<h1><center>ASDS 5303 Final Project Assignment #2 Dataset 1: Drug SMILES Strings and Classifications Data Preperation </center></h1>

## Group Members:
### Henry Berrios #1001392315
### LeMaur Kydd #1001767382

# **A. Introduction & Dataset Overview**

## <ins>Dataset Description:</ins>
The SMILES Strings and Drug Classification dataset sourced from a [paper](https://doi.org/10.1021/acs.jcim.9b00236) is a compilation of a few different datasets, namely [PubChem](https://pubchem.ncbi.nlm.nih.gov/) and [ZINC](https://zinc.docking.org/). It contains SMILES Strings, which will function as the basis of our training data and drug classifications, which will be our target variable. There are 6 other chemical features that can help classification performance if necessary.

The features in dataset 1 are as follows:
- IsomericSMILES Strings
- De-salted SMILES Strings
- Drug Classification (Target)
- XLogP
- Molecular Weight
- CID (PubChem Molecular ID#)
- HBondAcceptorCount
- HBondDonorCount

## <ins>Defining the ML Problem</ins>
- Supervised Learning Task: Classification
- Goal: Predict the Drug Classification of a given SMILES String using only the SMILES String data.
- Potential Use: Molecular structures can have their medicinal value estimated without costly lab research based on its SMILES String.
- Target variable: Drug Classification (categorical variable)
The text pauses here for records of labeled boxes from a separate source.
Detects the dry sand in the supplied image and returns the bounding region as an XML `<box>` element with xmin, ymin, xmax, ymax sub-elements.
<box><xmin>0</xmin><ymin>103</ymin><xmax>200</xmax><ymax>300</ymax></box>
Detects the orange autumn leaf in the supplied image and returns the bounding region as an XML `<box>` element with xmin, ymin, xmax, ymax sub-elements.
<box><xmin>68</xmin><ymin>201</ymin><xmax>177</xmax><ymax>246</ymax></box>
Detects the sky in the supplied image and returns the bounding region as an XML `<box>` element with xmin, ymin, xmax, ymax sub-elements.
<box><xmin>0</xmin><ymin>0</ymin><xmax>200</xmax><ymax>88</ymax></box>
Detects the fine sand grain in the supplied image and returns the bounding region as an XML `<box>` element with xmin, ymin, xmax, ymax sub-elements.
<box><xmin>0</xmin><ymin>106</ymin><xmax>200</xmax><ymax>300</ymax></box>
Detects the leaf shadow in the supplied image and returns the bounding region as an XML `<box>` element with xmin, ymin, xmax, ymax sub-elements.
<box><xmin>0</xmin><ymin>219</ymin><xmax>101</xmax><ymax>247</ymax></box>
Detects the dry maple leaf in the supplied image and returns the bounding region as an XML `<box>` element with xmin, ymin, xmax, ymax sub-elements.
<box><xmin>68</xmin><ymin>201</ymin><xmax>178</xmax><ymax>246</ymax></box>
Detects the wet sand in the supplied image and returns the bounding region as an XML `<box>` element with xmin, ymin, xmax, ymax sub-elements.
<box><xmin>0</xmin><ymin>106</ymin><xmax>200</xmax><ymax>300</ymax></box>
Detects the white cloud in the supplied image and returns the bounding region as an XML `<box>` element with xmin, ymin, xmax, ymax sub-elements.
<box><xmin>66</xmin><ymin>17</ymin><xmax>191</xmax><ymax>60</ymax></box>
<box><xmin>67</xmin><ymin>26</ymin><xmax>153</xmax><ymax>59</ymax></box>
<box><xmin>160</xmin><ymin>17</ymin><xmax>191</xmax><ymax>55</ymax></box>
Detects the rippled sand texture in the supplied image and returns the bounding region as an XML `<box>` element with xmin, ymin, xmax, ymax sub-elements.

# **B. Data Loading & Cleaning**

For this section, we will be pulling code from the 1st assignment, as well as improving some sections that needed changes after review.

### Importing Libraries

In [31]:
# Import Libraries (same as 1st assignment)
import pandas as pd
import numpy as np
from scipy.io import wavfile

import torch
import torch.nn as nn
import tensorflow as tf
from tensorflow.keras.preprocessing.text import Tokenizer
from tensorflow.keras.preprocessing.sequence import pad_sequences

import matplotlib.pyplot as plt
from sklearn.preprocessing import StandardScaler
from sklearn.preprocessing import LabelEncoder
from sklearn.model_selection import train_test_split
import torch.nn.functional as F

from google.colab import drive

### Load Dataset 1 (from 1st assignment)

In [20]:
drugs = pd.read_excel('/content/drug_smiles_categories.xlsx') # Read the dataset containing the Drug SMILES Strings and their Drug Categories into a pandas dataframe.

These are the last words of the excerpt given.